Eugénie a aussi noué un partenariat informel avec la Faculté des sciences agronomiques de l’Université d’Abomey-Calavi qui envoie régulièrement des volontaires en stage dans sa ferme. Tout comme le Lycée agricole Médji de Sékou dont les élèves viennent s’initier à la production animale.
Depuis quelques mois, Eugénie, qui préside par ailleurs l’Union régionale des coopératives de pisciculteurs de l’Atlantique, a engagé de nouveaux travaux d’extension de son unité de production. « J’ai commencé à déblayer les arbres de la rivière. Mon idée est de réaliser un lac artificiel et d’y installer des cages flottantes et des enclos », confie-t-elle. À moyen terme, elle projette d’exploiter deux hectares potentiels de surface d’eau pour un investissement d’environ 100 millions de francs CFA. Afin de pouvoir réaliser la première phase du projet, elle a sollicité un prêt de 20 millions de francs CFA en s’appuyant sur le Fonds de garantie mis en place par le PADA. Cet argent servira essentiellement à acheter 5 enclos (15 millions de francs CFA). En attendant la réponse à sa demande de prêt, elle a dégagé une portion de 2800 mètres carrés sur laquelle elle a installé un enclos et trois cages flottantes offertes par le PADA.

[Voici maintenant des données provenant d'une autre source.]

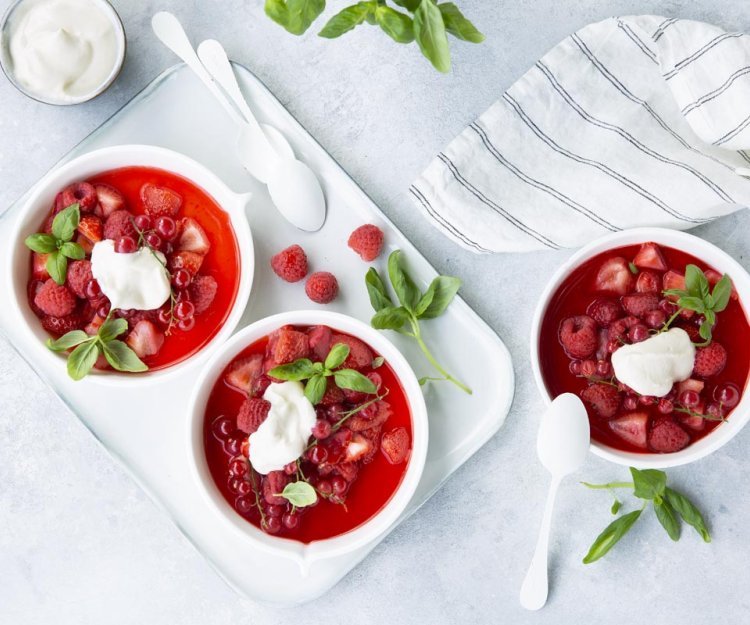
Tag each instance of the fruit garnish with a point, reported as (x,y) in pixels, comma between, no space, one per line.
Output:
(414,306)
(88,348)
(316,374)
(700,298)
(669,506)
(58,245)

Eugénie aimerait également arrêter d’importer les aliments de prégrossissement d’alevins. « L’importation d’aliments me revient trop cher. Le kilo de provende importée pour le tilapia coûte entre 800 et 1000 francs CFA alors que ce que je fabrique de façon artisanale me revient à 350 francs CFA le kilo. Le problème, c’est que je ne peux pas fabriquer les aliments de prégrossissement sans une extrudeuse ». Or, pour l’instant il n’existe pas d’extrudeuse de production industrielle au Bénin. Pour en trouver, il faut aller au Ghana où une société étrangère produit de la provende qu’elle vend à plusieurs pays africains. Mais il en faut plus pour décourager Eugénie qui vient de découvrir qu’on peut acquérir des extrudeuses de petite taille au Bénin à environ 50 millions de francs CFA.
Le parcours d’Eugénie force l’admiration. Le prix de la meilleure piscicultrice que lui a décerné l’Agence japonaise de coopération internationale (JICA) en 2013, ne lui fait pas regretter d’avoir abandonné ses études de gestion comptable pour se consacrer à la pisciculture, sa passion. « Ce dont je suis surtout fière, c’est d’avoir réussi là où beaucoup d’hommes ont échoué », avoue-t-elle. Les revenus que lui procure sa ferme lui ont permis d’acquérir des biens immobiliers et d’offrir une bonne éducation à ses deux filles qui ont intégré des universités au Canada.